When it comes to the world of strategy RPGS, few properties can touch Disgaea. However, with a history spanning over a decade, there are some expectations to live up to. As the eleventh game in the series (including handheld re-releases), Disgaea 5: Alliance of Vengeance was a chance for developer Nippon Ichi Software to build on a strong foundation. Unfortunately for us gamers, avoidable issues such as falling into SRPG tropes make it hard to stomach at times. Despite that, those moments of frustration are met with strong gameplay, rewarding battles, and fun, quirky elements that only Disgaea can provide.
The game takes place in a war-torn universe where Netherworlds constantly fall to the growing emperor Void Dark. Much like another intergalactic war story, an underground rebellion formed to stop him. Leading this resistance is the over-privileged princess, Seraphina, whose only motivation is to avoid an arranged marriage with Void Dark. But since she is of royal blood, her battle knowledge is less than desirable. That’s where Killia, the introverted warrior motivated by revenge, enters the fold. Their relationship is heavily inspired by Han Solo and Princess Leia, but is written in such a way that they both come across as annoying instead of endearing. Killia seems more like a stereotypical “cool guy loner” while Seraphina is an entitled princess who desperately wants Killia to love her. Their voice acting doesn’t help the situation at all, either. Killia was some of the worst I’ve heard this decade. None of the voices for the supporting cast actually fit the character models, which is a shame because I was a fan of the game’s aesthetic. It uses 2D sprites on a 3D plane, which it makes for an interesting style with its anime-inspired visuals. Unfortunately, nothing feels in-sync because the acting just doesn’t fit.
Despite that, the style works very well for battles. The field is always easy to see and it gives a good perspective of the grid you’re playing on. The battle system itself is extremely satisfying and rewarding. Characters can grow an attachment to weapons and progressively improve with that type. To add to that, the more a character uses a special attack, the better he gets with it. There’s also a rage meter that fills up and gives any character more powerful attacks and less resistances, and you can throw party members to cover more turf. You can blow through each stage fairly easily, but the game rewards sound tactics. During a fight, players can try to fill their bonus gauge (it’s never really explained how) to unlock extra items, some of which are only accessible through this feature. It makes every battle feel a little more significant, even if they don’t really have much at stake. It is a feat that’s very much needed because there’s a lot of filler.

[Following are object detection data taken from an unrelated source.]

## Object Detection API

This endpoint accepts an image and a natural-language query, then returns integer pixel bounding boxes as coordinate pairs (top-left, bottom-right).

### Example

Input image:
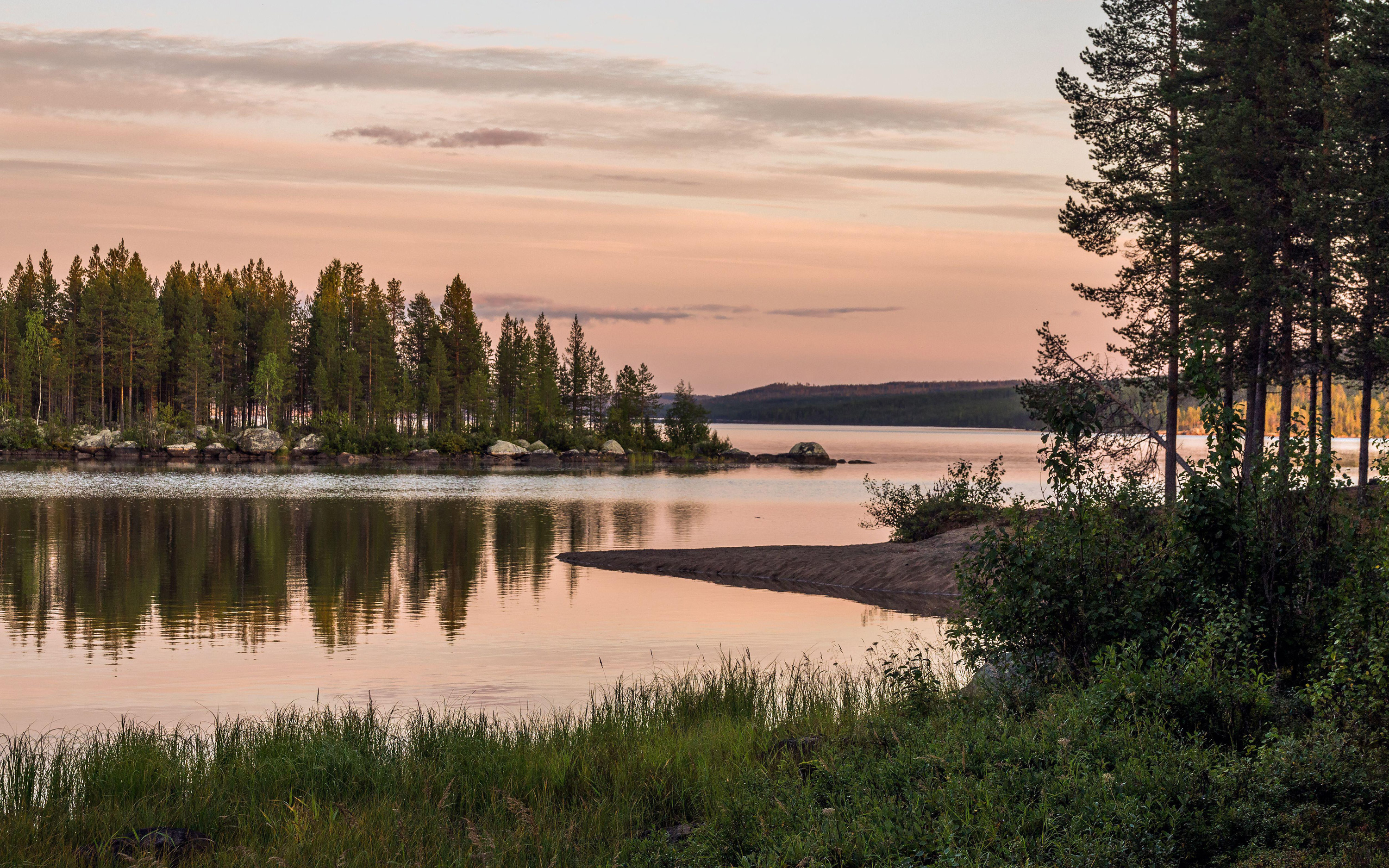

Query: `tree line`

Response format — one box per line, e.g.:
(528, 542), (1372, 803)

Each planet has multiple stages that you access through your hub. Before each stage, there’s a run-in with some local hoodlums, and a fight ensues. The only issue here is that so many of these confrontations feel unnecessary and do nothing to progress the story, and there are only so many times you can plough through the same character models before it becomes uninteresting. That being said, mini-bosses add enough variety to help combat the tedium. Quite a few are inspired by famous pro wrestlers, which I appreciate as a long-time wrestling fan. There was a Hulk Hogan knock-off that used his classic catch phrases like “What ya gonna do brother, dude, Jack” and a Rock-inspired boss who referred to himself as “the great one” and called me a “jabroni.” It was actually hilarious to see.
Outside of battle though, there’s not much to do. You can spend your spoils on new party characters that are completely customizable from class to stats, and there’s a shop, but your hub doesn’t offer much aside from that. If anything, it makes the game feel disjointed and directionless. Going from your floating space station to each planet makes sense, but it really makes the downtime in the game feel so far away from the action.
At its best, Disgaea 5: Alliance of Vengeance is charming. At its worst, it’s very tedious. Unfortunately, its lack of flow and terrible voice acting really hurt any momentum the game picks up from the fun and rewarding parts of the game. If you’re a fan of the series, you’ll probably enjoy this because it’s just like any other Disgaea title. If you’re new to the franchise, you can probably find something better to spend your money on.